The fire was almost dead. There only small dots of red-hot coals shimmering in the fireplace. The blanket he had taken out of his bag covered me.
Ashton’s chest rose and fell softly, evenly. He was still sleeping. He wasn’t like the others. He was kind. This man didn’t deserve to be in the Oblivion.
Fox had told me that everyone was wrong about Shadow Casters. For the first time, I seriously pondered her words. She might have just said that because she’d been scared when I’d showed her my sand and she’d found out who I was. But perhaps she had been telling the truth.
I lifted my arms above my head and stretched the muscles in my back out. This had been the first night of truly good sleep I’d had since Selene had imprisoned me, and it felt good.
I’d never thought I would use that word in the Oblivion. Good and Oblivion didn’t go hand-in-hand.
I got up, trying to make as little noise as possible so as not to disturb Ashton.
The Hound still looked the same.
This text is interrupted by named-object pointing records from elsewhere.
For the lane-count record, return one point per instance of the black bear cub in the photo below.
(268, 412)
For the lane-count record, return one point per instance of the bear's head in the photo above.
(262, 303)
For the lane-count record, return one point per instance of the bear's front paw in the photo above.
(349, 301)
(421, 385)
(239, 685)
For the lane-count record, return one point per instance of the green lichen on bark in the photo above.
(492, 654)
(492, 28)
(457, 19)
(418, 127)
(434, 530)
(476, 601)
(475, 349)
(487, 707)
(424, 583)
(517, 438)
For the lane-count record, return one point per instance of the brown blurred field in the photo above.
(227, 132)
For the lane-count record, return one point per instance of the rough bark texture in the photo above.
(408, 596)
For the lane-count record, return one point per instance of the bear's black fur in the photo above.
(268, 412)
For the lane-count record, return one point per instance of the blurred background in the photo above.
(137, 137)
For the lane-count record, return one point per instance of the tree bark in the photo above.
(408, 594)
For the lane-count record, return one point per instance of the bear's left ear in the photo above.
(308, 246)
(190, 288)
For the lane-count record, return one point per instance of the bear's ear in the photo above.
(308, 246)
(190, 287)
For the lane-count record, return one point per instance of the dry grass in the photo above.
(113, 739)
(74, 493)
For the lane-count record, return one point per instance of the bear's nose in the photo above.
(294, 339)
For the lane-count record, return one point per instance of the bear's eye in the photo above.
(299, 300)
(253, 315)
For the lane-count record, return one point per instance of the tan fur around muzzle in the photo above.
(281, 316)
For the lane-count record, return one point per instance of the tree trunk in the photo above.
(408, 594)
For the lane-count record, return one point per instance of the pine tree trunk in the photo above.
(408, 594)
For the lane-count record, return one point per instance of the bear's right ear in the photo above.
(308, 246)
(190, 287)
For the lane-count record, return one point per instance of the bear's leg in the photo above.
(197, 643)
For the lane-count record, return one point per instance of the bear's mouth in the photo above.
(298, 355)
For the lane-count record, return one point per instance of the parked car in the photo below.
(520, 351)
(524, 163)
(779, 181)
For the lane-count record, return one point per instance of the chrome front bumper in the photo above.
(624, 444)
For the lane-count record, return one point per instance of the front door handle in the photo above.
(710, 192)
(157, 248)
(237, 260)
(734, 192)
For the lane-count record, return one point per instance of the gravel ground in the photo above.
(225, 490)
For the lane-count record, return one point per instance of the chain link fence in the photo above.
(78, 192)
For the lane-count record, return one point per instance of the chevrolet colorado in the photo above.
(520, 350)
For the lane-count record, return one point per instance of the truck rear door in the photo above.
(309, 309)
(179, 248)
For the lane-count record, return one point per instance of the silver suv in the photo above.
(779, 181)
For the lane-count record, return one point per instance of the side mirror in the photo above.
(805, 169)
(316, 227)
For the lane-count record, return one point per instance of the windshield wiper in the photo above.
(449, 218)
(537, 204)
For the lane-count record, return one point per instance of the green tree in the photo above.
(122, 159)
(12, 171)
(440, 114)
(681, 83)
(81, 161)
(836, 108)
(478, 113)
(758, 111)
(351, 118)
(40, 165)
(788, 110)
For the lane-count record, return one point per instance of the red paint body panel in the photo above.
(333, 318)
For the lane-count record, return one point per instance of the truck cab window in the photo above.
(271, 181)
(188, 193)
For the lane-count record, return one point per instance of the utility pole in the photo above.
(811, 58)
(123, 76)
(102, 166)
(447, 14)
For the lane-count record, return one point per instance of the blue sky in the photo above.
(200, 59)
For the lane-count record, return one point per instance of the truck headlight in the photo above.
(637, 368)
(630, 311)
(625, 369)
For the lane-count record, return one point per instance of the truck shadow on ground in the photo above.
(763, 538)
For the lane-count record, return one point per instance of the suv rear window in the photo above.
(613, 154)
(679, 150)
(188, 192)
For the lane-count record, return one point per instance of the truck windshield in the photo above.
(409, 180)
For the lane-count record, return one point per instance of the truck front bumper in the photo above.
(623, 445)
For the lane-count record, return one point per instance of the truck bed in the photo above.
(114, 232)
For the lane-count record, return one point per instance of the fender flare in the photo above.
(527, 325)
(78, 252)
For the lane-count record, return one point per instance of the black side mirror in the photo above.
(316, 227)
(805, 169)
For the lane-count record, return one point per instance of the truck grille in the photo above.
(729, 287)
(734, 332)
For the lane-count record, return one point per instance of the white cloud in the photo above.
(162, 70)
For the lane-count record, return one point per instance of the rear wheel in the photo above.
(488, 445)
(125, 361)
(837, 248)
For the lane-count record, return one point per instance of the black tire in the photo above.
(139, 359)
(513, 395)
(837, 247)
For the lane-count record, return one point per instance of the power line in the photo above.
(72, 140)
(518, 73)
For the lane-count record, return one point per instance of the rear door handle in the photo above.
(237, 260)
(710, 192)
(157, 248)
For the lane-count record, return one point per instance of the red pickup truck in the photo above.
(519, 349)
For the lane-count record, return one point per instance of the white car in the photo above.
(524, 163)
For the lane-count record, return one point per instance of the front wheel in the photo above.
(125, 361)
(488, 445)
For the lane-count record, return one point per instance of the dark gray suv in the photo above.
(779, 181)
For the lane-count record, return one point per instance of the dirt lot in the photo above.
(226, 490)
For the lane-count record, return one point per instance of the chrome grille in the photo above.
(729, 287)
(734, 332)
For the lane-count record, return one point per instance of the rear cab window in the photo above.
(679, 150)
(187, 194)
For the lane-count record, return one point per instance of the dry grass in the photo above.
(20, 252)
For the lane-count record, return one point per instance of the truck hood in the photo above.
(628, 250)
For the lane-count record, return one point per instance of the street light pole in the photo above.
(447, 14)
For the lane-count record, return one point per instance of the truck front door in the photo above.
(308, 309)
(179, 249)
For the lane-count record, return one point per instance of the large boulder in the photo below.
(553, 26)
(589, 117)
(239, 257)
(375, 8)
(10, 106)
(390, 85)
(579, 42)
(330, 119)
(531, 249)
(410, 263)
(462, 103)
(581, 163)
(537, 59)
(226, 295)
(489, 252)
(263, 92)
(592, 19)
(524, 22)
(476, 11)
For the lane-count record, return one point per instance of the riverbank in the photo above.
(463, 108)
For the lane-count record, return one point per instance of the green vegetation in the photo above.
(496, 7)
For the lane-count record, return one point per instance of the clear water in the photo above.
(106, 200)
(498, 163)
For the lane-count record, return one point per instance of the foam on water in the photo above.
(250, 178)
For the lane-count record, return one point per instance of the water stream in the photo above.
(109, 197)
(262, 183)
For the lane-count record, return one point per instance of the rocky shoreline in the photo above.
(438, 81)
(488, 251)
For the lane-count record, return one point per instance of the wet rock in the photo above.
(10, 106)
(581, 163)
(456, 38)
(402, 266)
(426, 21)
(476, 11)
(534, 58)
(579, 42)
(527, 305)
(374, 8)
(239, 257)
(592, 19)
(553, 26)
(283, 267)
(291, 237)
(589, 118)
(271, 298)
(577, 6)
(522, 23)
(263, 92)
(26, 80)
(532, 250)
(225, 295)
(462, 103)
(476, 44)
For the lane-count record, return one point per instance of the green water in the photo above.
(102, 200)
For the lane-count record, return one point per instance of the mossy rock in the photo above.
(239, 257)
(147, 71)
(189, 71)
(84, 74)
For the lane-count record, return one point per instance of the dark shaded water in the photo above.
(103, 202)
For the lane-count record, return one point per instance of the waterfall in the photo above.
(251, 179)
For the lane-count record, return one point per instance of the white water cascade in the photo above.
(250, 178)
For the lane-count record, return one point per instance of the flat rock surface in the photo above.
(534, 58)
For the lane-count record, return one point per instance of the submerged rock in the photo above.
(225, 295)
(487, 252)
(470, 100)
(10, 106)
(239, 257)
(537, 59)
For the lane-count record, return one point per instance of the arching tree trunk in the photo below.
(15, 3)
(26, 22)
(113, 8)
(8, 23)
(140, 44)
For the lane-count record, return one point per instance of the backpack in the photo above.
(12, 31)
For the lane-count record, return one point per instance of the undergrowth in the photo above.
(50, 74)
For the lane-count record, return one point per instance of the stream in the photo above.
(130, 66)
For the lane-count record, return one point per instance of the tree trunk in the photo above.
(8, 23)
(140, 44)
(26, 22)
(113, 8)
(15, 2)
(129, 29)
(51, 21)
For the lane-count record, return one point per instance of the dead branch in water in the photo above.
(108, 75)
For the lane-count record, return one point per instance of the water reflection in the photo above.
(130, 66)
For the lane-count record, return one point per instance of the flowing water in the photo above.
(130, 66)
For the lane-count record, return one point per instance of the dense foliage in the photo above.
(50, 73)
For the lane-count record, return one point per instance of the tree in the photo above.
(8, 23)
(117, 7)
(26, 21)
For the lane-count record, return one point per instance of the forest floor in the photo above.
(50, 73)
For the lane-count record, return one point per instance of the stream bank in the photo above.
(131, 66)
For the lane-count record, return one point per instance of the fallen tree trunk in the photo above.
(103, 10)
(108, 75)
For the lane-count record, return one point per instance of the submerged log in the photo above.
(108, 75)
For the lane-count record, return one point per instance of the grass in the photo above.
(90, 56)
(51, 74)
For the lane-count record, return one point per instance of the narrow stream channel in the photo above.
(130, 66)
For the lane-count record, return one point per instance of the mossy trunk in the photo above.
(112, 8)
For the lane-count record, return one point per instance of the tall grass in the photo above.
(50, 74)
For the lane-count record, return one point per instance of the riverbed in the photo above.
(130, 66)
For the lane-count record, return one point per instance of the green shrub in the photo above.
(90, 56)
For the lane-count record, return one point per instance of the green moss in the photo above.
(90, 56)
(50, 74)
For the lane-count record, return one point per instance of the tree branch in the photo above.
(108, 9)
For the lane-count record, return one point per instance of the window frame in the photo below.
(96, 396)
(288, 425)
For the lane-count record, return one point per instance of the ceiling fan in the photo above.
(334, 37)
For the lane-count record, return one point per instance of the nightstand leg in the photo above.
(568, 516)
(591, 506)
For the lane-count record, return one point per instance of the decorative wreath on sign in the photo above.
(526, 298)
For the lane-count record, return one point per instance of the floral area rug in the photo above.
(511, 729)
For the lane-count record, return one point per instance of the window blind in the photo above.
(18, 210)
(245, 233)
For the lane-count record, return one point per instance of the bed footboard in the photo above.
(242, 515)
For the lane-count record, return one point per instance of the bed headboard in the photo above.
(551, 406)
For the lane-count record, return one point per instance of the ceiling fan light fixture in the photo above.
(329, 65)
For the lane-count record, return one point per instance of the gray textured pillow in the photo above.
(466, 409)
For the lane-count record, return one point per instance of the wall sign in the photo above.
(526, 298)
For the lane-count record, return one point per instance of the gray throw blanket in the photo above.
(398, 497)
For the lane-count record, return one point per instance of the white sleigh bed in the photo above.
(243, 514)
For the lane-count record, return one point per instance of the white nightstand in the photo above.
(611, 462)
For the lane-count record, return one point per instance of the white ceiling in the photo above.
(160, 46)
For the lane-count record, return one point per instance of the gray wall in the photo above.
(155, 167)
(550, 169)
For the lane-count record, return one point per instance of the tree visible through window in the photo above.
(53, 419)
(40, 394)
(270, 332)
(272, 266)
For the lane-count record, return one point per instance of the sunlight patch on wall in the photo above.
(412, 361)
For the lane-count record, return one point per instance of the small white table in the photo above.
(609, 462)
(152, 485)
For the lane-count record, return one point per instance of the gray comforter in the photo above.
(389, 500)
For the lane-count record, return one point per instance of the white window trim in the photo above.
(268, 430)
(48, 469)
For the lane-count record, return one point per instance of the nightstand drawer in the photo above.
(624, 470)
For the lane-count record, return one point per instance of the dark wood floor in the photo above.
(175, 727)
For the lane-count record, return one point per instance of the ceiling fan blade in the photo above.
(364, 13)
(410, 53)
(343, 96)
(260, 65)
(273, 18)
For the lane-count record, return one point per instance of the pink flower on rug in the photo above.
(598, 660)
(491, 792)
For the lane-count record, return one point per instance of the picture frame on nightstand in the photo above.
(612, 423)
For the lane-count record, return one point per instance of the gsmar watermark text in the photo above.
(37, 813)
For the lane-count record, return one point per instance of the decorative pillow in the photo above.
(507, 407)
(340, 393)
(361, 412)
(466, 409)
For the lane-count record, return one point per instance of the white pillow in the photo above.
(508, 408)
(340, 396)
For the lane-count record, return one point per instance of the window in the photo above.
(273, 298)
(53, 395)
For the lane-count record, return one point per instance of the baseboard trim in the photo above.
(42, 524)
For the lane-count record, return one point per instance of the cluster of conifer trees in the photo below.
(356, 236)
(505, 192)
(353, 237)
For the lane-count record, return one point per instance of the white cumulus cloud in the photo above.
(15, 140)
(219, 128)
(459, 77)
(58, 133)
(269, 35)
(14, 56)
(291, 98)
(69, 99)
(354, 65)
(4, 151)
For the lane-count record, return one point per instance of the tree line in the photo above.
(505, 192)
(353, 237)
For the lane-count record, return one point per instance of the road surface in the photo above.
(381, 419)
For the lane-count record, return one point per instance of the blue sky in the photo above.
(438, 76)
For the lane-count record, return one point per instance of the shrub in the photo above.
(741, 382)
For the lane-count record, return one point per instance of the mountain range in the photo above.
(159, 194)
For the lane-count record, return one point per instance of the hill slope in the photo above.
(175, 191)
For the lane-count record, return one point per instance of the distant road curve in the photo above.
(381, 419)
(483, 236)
She was badly injured. I hoped she wouldn’t die without knowing a bit of kindness first. I refused to believe that she was a dark one. She sounded kind. If she had anything to do with Briggs, she wasn’t in a good place. That much I knew.
I hope she wakes up, and hopefully she won’t kill me when she does.
Ashton stirred, and then his eyes flew open. The first thing he did was look at the Hound. He scowled, his eyes roving over her injuries. I wanted to tell him she’d been beaten, but I had a feeling he already knew.
He let out a huge breath.
“Please don’t say it,” I begged. She had to wake up.
“It doesn’t look good, Chas.” He met my eyes briefly. “She would’ve shown some sort of sign that the treatment was working.”
“There has to be another way.”
“There isn’t, not one that’s safe.”
I frowned. “Safe?”
“Stop asking so many damn questions.” He got up. He muttered something under his breath as he strode to the door and left.